2016-07-27
From Charisma News Service

Jan. 31--Calling it a move toward unprecedented unity in American Christendom, evangelical leaders are praising a plan to create the broadest-ever alliance of Christians. They say if it is successful, the association could help remove divisions in the body of Christ.

Church leaders from 30 denominations agreed Wednesday on a proposal to create the widest network of Christians ever formed in the United States, the Associated Press (AP) reported. The steering committee of the budding effort--tentatively called Christian Churches Together in the U.S.A. - will in the next several weeks invite a wide range of national church bodies and agencies to join the new group.

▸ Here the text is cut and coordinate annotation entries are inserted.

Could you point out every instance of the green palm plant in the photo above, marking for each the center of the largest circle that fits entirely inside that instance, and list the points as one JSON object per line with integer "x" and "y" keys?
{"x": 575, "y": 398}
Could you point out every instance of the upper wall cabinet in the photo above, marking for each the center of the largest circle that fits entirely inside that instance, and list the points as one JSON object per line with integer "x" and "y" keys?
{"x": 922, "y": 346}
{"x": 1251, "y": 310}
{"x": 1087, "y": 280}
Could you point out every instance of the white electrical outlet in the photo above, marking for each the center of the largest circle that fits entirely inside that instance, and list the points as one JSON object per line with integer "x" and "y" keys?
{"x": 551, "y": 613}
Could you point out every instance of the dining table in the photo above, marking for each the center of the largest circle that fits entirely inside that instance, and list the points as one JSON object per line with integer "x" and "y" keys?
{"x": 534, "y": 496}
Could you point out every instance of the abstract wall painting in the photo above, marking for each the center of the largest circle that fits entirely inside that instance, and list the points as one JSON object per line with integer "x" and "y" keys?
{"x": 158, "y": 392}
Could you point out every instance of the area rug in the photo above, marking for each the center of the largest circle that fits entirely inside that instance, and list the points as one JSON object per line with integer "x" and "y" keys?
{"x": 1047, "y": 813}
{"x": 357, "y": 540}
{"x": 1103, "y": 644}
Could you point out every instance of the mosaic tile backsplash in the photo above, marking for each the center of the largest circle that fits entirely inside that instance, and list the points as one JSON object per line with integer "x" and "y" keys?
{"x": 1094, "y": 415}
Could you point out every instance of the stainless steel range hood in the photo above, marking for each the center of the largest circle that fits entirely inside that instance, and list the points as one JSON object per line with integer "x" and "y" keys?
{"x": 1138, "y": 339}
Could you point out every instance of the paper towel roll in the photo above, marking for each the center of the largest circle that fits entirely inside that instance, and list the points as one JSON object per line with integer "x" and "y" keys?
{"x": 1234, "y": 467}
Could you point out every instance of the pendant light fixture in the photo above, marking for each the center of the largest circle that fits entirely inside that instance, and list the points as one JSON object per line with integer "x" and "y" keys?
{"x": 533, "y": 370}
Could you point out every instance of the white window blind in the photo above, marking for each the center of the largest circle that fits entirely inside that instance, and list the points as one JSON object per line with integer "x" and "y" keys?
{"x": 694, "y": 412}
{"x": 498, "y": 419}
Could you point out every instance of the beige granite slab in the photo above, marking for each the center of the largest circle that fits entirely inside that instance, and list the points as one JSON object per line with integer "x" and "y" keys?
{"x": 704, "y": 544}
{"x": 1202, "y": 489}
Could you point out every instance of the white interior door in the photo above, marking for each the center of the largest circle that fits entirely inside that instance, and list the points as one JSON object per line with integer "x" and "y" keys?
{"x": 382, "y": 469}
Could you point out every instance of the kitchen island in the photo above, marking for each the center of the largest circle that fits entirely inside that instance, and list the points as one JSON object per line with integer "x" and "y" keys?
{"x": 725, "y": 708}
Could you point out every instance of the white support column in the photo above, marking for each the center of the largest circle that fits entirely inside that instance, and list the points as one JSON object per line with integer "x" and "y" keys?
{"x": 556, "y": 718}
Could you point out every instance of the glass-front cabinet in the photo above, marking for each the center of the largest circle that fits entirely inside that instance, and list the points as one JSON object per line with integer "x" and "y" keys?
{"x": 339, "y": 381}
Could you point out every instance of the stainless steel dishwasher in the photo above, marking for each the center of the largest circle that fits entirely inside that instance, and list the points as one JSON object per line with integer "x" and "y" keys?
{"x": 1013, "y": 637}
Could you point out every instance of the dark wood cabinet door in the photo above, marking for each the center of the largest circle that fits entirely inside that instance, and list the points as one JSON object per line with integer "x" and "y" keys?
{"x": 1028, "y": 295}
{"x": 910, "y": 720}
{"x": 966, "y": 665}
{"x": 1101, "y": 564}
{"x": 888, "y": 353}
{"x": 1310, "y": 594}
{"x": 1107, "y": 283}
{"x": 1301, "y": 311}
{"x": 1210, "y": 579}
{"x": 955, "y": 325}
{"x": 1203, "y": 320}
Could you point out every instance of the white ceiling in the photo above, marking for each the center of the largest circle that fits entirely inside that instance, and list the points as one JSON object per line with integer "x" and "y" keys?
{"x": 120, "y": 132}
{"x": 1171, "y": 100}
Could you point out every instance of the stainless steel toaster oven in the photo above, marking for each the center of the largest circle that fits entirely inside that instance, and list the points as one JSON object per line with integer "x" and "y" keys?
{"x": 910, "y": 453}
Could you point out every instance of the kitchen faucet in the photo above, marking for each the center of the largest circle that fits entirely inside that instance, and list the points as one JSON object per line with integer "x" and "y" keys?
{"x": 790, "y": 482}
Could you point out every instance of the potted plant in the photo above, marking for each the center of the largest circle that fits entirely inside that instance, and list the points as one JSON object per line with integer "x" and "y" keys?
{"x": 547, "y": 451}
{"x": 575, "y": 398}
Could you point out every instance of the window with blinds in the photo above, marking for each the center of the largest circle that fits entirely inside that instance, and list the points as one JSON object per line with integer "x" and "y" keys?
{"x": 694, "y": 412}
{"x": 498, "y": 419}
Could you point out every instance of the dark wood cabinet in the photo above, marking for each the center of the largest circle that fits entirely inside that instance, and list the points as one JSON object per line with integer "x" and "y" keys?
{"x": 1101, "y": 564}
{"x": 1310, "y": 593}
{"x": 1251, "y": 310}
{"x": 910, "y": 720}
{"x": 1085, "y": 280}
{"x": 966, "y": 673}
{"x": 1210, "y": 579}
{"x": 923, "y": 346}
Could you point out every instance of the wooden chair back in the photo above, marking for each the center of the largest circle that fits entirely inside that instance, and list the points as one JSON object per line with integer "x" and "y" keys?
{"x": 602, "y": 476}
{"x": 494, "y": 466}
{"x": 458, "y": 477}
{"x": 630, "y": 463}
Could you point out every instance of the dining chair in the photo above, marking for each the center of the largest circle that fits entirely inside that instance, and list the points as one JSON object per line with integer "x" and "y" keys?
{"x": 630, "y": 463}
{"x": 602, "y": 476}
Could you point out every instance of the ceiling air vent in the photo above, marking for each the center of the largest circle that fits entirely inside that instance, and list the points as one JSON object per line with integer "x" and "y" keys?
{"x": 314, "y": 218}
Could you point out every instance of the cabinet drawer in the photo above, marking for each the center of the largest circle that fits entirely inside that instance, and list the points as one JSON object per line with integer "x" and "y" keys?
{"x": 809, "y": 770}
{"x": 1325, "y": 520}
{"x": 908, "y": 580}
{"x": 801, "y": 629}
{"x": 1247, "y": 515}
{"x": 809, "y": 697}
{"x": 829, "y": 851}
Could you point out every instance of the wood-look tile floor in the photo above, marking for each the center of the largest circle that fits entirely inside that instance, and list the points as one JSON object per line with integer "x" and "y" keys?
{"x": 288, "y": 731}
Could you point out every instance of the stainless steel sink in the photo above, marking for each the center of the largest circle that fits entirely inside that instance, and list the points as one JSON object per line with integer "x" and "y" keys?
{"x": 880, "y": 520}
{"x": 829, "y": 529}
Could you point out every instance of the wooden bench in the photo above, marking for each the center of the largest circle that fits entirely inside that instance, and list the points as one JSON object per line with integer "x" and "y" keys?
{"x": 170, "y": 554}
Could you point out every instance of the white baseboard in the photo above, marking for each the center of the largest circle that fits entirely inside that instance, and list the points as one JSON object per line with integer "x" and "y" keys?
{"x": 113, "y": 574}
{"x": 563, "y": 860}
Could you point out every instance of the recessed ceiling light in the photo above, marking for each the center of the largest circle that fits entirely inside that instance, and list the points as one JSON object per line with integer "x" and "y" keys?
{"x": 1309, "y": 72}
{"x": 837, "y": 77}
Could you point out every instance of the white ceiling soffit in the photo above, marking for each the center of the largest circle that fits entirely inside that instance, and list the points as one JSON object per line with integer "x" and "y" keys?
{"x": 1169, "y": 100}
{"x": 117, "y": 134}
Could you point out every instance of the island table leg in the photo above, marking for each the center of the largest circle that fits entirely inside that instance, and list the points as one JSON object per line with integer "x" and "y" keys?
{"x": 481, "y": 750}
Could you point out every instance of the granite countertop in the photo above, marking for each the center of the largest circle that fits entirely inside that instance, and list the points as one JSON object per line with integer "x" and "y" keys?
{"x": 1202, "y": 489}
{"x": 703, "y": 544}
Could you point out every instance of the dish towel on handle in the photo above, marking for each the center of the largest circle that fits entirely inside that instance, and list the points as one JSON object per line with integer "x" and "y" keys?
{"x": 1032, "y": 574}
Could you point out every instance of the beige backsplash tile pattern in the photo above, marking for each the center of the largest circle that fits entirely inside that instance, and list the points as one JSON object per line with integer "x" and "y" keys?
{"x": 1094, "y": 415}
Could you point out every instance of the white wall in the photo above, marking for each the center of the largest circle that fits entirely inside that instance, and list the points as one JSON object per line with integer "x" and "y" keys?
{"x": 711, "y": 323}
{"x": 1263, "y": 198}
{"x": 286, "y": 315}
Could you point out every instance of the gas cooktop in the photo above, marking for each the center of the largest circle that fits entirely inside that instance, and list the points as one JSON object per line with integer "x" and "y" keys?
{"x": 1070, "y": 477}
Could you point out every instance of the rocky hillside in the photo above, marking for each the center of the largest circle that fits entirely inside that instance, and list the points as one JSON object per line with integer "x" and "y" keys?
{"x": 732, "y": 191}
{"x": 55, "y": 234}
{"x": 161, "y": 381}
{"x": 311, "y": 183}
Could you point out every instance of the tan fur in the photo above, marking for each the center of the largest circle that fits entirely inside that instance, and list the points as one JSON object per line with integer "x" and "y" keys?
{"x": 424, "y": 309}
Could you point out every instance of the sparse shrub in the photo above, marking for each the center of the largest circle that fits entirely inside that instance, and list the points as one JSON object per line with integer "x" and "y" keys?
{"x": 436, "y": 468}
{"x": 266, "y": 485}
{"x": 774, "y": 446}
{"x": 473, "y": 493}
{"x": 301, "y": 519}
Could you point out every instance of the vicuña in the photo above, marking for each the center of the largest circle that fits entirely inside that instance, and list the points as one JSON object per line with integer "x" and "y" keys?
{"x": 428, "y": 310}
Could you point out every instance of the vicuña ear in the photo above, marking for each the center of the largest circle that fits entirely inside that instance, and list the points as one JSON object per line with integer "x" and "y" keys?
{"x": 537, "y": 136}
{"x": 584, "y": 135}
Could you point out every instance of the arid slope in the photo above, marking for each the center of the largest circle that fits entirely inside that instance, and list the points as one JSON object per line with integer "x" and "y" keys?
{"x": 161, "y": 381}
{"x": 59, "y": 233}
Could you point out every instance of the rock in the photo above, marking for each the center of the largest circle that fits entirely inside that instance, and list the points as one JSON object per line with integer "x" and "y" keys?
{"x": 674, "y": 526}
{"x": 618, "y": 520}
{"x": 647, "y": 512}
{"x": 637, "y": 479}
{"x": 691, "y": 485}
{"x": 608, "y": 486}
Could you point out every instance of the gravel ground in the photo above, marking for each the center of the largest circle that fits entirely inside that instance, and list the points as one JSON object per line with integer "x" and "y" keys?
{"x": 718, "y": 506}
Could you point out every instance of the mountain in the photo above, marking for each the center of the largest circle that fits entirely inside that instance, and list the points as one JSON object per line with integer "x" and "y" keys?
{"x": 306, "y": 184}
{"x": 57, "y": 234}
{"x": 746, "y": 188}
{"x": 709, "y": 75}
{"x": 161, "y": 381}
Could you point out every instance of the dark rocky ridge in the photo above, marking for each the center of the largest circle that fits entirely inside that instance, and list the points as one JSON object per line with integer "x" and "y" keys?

The loosely knit alliance would represent five segments of U.S. Christianity, listed in the plan as "Evangelical/Pentecostal, Historic Protestant, Orthodox, Racial/Ethnic and Roman Catholic." "I don't think there has ever been anything like this attempted before in this country," said Orange, Calif., Catholic Bishop Tod Brown, who along with Baltimore's Cardinal William Keeler was among the 55 participants who met at Fuller Theological Seminary in Pasadena, Calif.

Wesley Granberg-Michaelson, steering committee chair and chief executive of the Reformed Church in America, called the meeting "a remarkable breakthrough. We gathered a wide representation of the Christian churches in the U.S.A. and were able to inspire them into making a deep commitment together."

Granberg-Michaelson said there were representatives from the Pentecostal/Charismatic Churches in North America, Missionary Pentecostal Churches of God, International Pentecostal Holiness Church, Church of God based in Cleveland, Tenn., and the Foursquare Church.

The Catholic church and most evangelicals and Pentecostals do not belong to the liberal National Council of Churches (NCC), which is currently America's largest ecumenical group, the AP observed.

Brown said the U.S. Catholic hierarchy could decide on the proposal within two years. The ambitious idea of a broad Christian alliance emerged from discussions three years ago within the NCC. It is not sponsoring the new unity effort, but its chief executive is participating.

NCC general secretary Bob Edgar told Charisma News Service that he "was delighted at the broad spectrum of theological perspectives" that spent two and a half days together. "For me, it was moving that these Christians spent so much time working on a new space where they can work, talk, worship and pray together," said Edgar, a United Methodist minister and former Congressman.

"I think everybody who was there is excited that flesh is being put on the skeleton of the body of Christ," he added. "Christ called us to be in communion with another. This organization is getting structure and spirit for the future."

Kevin Mannoia, former president of the National Association of Evangelicals, who attended the meeting, believes the alliance would help fulfill Jesus' prayer for unity in John 17. "If Christian Churches Together moves toward becoming primarily a political or issue-driven organization, it will fail," Mannoia, dean and CEO of the Haggard School of Theology at Azuza Pacific University in Azusa, Calif., told Charisma News. "That's not what's it's about. If it can retain a high commitment to truly seeking the unity of the church, then I think it will be effective."

However, the nation's largest Protestant denomination, the 15.9 million-strong Southern Baptist Convention (SBC), may be reluctant to join, though it had an observer at the meeting.

Bill Merrell, vice president for convention relations for the SBC's Executive Committee, said he doesn't expect his denomination to join the alliance. "The SBC has been historically disinclined toward any ecumenical involvement," he told Charisma News. "We're not likely to be involved...It would be a departure from our ordinary approach towards ecumenism."